Großschlepper vom Format des ZT leisteten hier zwischen 150 und 200 PS, 100 PS hatte bereits manch vergleichsweise handlicher Vertreter der oberen Mittelklasse unter der Haube. Effizientere Motoren, Lastschaltungen ohne Freilauf, Vorderachsen mit überlegenem Lenkeinschlag und eine dem ZT zumindest gleichwertige Hydraulik gehörten hier mittlerweile zum Standard.
Nicht umsonst hatte Deutz seine großen 06er bereits 1978 durch die DX-Serie abgelöst, mit der nicht zuletzt in puncto Komfort ein neues Zeitalter anbrach. So war das Produktionsende des ZT direkt nach der Wende unausweichlich – er war mit der Öffnung des Marktes praktisch unverkäuflich geworden.
Preis des Fortschritts
Deutz plagten derweil andere Probleme: Schwer ausrottbare Kinderkrankheiten der DX-Getriebe kratzten am einst nicht zuletzt durch die Serie 06 begründeten Image der Unverwundbarkeit. So bleibt ein zwiespältiger Eindruck: Bis in die 1970er-Jahre herrschte in Sachen Technik und Fahrkomfort weitgehend Gleichstand. Danach verlor der Osten langsam den Anschluss, während der technische Fortschritt im Westen bisweilen unerwünschte Nebenwirkungen mit sich brachte.

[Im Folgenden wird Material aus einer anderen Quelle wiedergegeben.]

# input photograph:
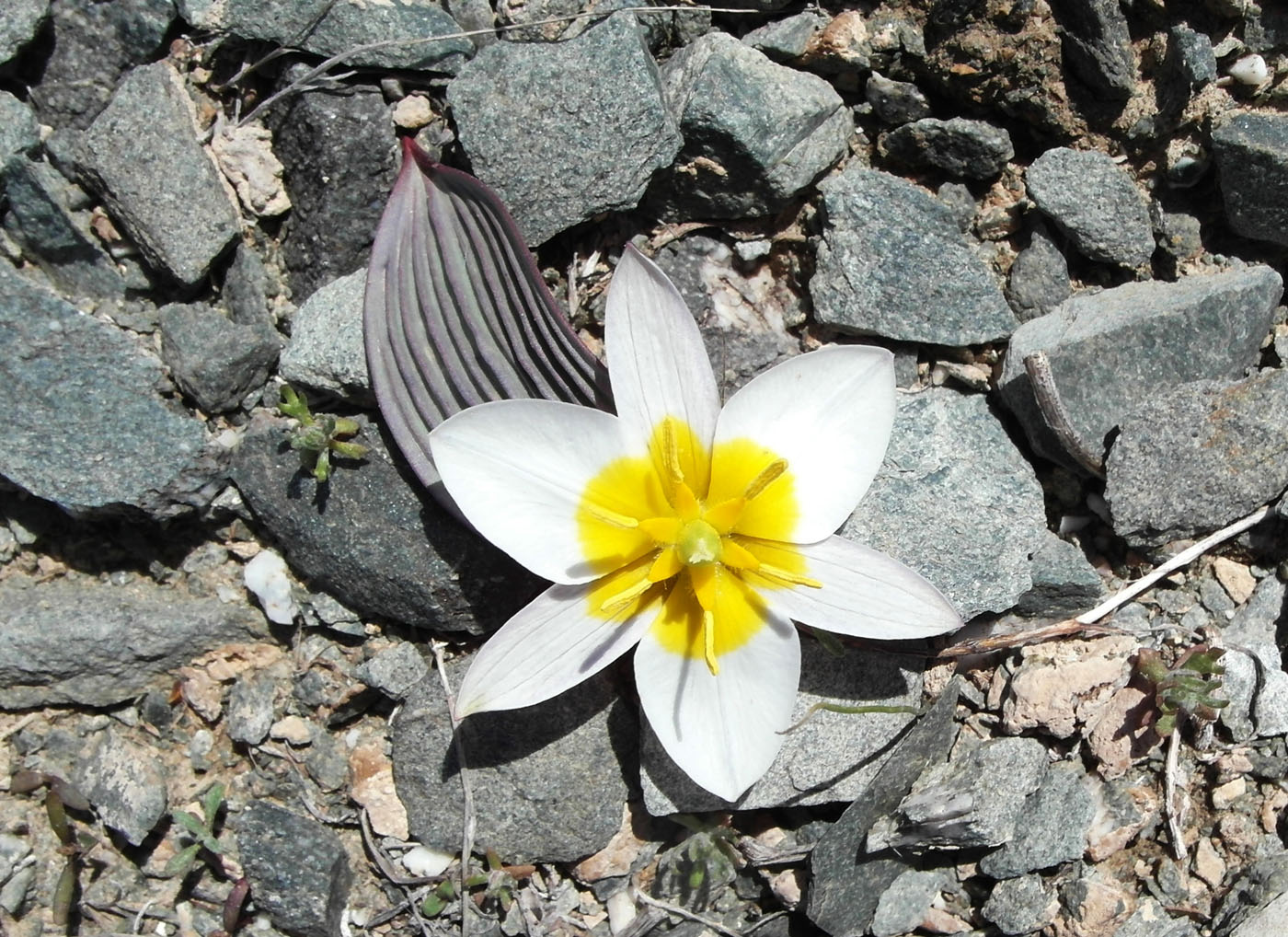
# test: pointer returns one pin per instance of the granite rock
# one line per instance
(64, 369)
(375, 539)
(90, 643)
(142, 155)
(298, 869)
(956, 502)
(532, 799)
(1251, 152)
(833, 757)
(326, 351)
(892, 263)
(1110, 350)
(596, 151)
(1095, 202)
(960, 147)
(1197, 457)
(755, 133)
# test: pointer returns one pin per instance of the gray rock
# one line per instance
(892, 263)
(396, 670)
(19, 133)
(339, 158)
(343, 29)
(93, 44)
(19, 19)
(833, 757)
(1098, 45)
(595, 152)
(1110, 350)
(326, 351)
(960, 147)
(549, 781)
(214, 360)
(298, 869)
(1064, 582)
(374, 538)
(93, 643)
(248, 709)
(1189, 54)
(1020, 905)
(788, 38)
(1040, 277)
(845, 881)
(55, 237)
(974, 801)
(1251, 152)
(755, 133)
(1052, 827)
(1194, 457)
(1095, 202)
(64, 369)
(949, 459)
(142, 155)
(125, 784)
(895, 102)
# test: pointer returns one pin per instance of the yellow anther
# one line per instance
(708, 641)
(785, 576)
(766, 477)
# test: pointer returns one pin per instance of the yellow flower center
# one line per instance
(698, 533)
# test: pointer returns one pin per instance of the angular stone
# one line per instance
(1251, 152)
(892, 263)
(214, 360)
(142, 155)
(326, 350)
(343, 29)
(549, 781)
(755, 133)
(833, 757)
(960, 147)
(1095, 202)
(64, 369)
(1052, 827)
(1194, 457)
(1110, 350)
(845, 881)
(298, 869)
(950, 459)
(595, 152)
(375, 539)
(84, 642)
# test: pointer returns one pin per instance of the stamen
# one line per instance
(615, 604)
(708, 641)
(766, 477)
(785, 576)
(611, 517)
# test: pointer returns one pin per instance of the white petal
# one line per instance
(518, 469)
(547, 647)
(828, 414)
(721, 730)
(865, 593)
(657, 364)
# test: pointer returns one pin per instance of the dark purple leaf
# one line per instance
(456, 312)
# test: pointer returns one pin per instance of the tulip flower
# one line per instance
(692, 533)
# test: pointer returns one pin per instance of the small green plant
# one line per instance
(200, 831)
(1185, 689)
(317, 437)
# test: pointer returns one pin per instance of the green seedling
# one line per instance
(200, 831)
(317, 437)
(1185, 689)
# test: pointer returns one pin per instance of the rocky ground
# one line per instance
(1068, 218)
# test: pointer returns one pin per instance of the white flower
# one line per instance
(696, 533)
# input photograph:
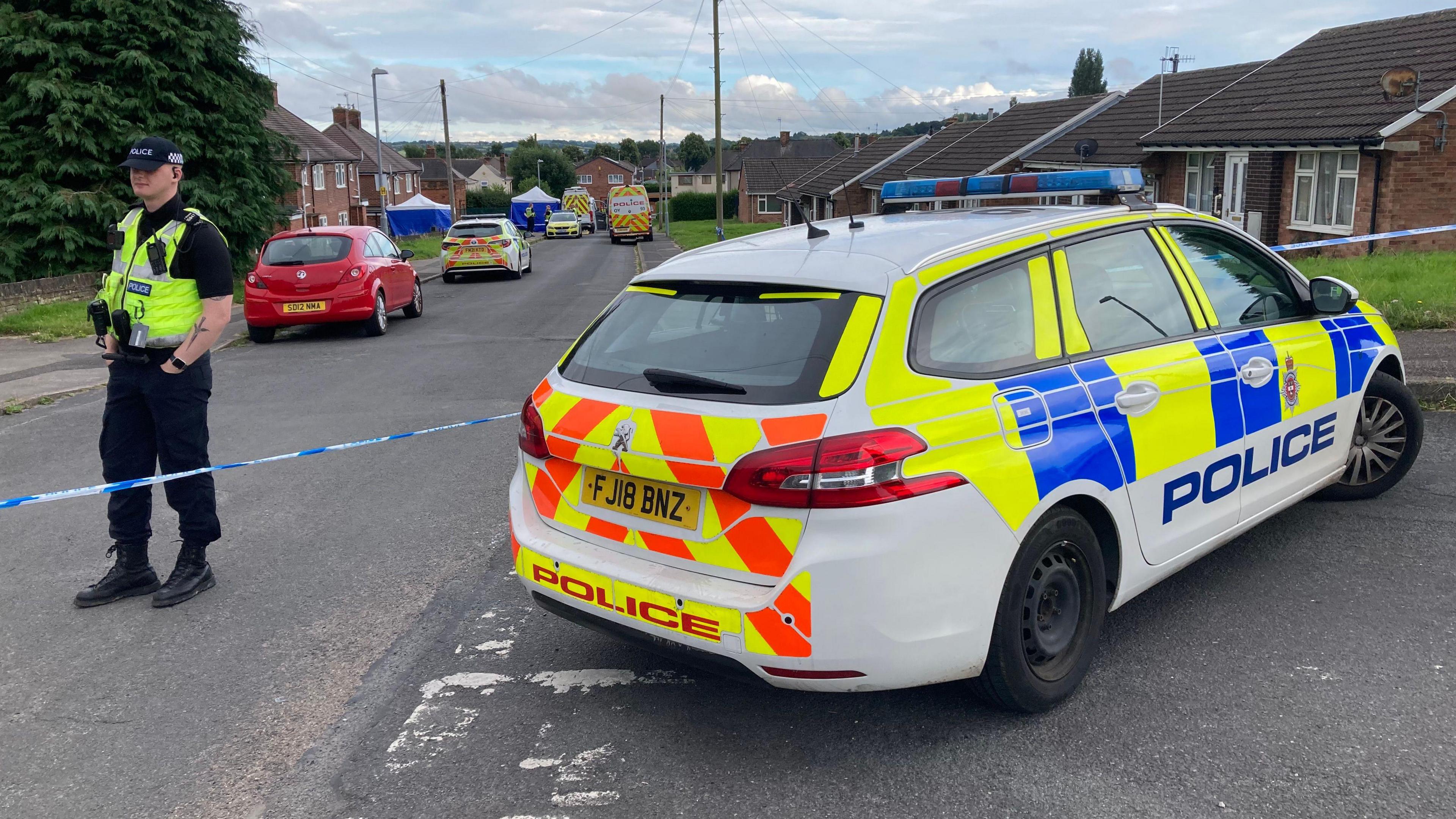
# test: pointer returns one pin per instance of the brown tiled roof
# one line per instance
(1004, 136)
(357, 140)
(846, 165)
(938, 142)
(1117, 129)
(771, 176)
(305, 138)
(1324, 91)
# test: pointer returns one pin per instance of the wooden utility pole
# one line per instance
(719, 129)
(445, 114)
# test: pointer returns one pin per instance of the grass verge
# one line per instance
(701, 232)
(1414, 290)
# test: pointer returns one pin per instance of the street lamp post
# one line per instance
(379, 152)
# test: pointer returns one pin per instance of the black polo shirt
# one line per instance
(203, 254)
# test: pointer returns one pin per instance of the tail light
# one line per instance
(533, 433)
(836, 473)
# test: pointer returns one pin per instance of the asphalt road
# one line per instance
(369, 655)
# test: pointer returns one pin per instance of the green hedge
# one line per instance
(691, 207)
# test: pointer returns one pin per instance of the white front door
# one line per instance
(1235, 184)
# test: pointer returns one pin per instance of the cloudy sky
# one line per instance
(817, 66)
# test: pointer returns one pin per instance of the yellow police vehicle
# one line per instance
(913, 448)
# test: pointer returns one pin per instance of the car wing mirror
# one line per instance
(1331, 295)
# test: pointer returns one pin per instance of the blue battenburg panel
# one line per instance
(1261, 406)
(1337, 342)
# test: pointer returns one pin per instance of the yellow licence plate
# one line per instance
(650, 500)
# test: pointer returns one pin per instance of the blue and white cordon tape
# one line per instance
(1366, 238)
(118, 486)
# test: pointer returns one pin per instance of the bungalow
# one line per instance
(1310, 146)
(325, 174)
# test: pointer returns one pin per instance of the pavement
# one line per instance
(370, 655)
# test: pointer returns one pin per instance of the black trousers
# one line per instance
(155, 417)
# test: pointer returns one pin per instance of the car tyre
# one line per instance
(1049, 617)
(378, 324)
(417, 305)
(1387, 439)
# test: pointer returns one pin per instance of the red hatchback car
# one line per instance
(329, 275)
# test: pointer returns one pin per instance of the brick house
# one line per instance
(599, 176)
(435, 181)
(325, 176)
(832, 188)
(400, 177)
(1308, 146)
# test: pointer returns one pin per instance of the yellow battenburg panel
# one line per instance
(941, 270)
(1095, 223)
(1071, 324)
(1004, 475)
(1193, 278)
(1181, 428)
(890, 377)
(849, 355)
(1190, 299)
(1045, 309)
(937, 406)
(1314, 353)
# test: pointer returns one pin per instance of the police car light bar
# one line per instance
(1053, 184)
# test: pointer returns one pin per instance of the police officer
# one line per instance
(173, 278)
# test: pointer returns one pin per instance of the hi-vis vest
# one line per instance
(168, 307)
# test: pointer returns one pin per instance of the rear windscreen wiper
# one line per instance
(673, 381)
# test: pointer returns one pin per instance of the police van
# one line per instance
(937, 445)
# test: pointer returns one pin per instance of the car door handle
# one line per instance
(1138, 399)
(1257, 372)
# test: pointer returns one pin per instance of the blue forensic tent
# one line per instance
(538, 197)
(419, 215)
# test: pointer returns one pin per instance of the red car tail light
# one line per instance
(835, 473)
(533, 433)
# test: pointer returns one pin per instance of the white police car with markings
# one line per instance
(927, 447)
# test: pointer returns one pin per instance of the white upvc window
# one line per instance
(1326, 188)
(1199, 183)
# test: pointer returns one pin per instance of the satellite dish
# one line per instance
(1398, 82)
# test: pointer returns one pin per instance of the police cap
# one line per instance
(151, 154)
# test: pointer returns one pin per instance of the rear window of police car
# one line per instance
(739, 343)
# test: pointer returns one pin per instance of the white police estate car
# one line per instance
(927, 447)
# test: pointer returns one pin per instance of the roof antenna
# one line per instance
(814, 232)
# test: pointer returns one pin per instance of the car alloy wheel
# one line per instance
(1378, 444)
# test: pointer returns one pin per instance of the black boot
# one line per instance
(130, 576)
(188, 579)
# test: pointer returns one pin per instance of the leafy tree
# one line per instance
(82, 81)
(628, 152)
(1087, 75)
(558, 173)
(693, 152)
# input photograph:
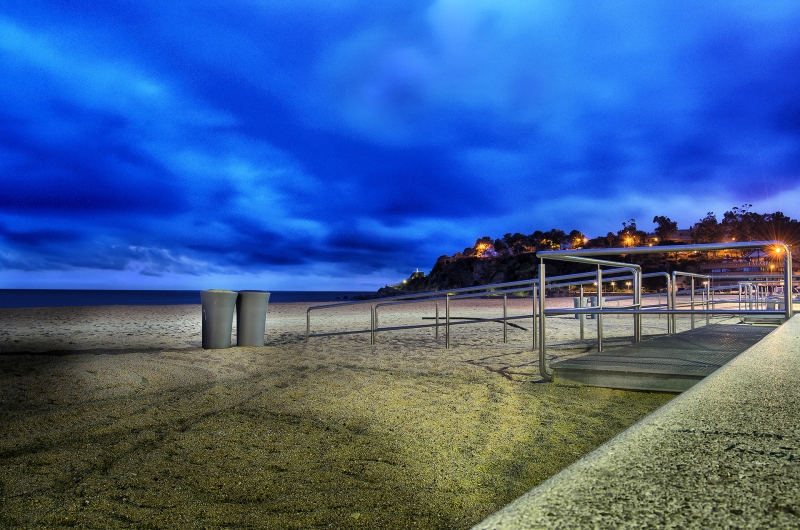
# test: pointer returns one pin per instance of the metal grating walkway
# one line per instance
(669, 363)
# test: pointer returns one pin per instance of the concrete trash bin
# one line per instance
(578, 301)
(218, 309)
(251, 317)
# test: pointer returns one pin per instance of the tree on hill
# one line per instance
(708, 230)
(666, 227)
(630, 235)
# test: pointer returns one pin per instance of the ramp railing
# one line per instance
(585, 256)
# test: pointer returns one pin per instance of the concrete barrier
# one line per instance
(724, 454)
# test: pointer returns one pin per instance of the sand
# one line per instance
(114, 417)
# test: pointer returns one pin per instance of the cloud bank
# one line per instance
(314, 145)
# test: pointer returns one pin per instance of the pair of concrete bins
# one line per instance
(251, 317)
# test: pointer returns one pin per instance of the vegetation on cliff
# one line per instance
(513, 256)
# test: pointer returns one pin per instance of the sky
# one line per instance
(340, 145)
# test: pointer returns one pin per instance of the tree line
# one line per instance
(737, 224)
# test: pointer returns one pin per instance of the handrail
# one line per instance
(619, 271)
(584, 256)
(433, 296)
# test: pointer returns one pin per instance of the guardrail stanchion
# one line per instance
(534, 323)
(372, 324)
(600, 307)
(787, 281)
(437, 320)
(447, 321)
(542, 318)
(505, 318)
(582, 316)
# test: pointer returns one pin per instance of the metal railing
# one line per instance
(555, 282)
(617, 271)
(583, 256)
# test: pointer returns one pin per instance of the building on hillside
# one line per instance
(757, 261)
(681, 235)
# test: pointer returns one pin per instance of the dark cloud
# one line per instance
(365, 139)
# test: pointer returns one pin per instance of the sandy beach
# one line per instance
(114, 417)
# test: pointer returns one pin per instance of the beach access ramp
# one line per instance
(667, 363)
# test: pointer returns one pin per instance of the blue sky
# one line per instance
(307, 145)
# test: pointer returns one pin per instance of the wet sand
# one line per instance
(114, 417)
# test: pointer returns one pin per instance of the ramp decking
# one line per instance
(669, 363)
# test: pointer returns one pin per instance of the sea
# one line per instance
(79, 297)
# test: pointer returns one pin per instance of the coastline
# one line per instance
(134, 424)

Heute erfreuen sich beide hier vorgestellten Kandidaten aus gutem Grund einer treuen Anhängerschaft. Der eine lieferte einst den Beweis, zu welchen Leistungen die Konstrukteure im real existierenden Sozialismus in der Lage sind, wenn man ihnen weitgehend „freie Hand“ lässt. Der andere zeigt auf wohltuende Weise, wie unkompliziert und übersichtlich ein Großschlepper der 1970er-Jahre aufgebaut sein kann, mit dem man noch heute vortrefflich arbeiten kann.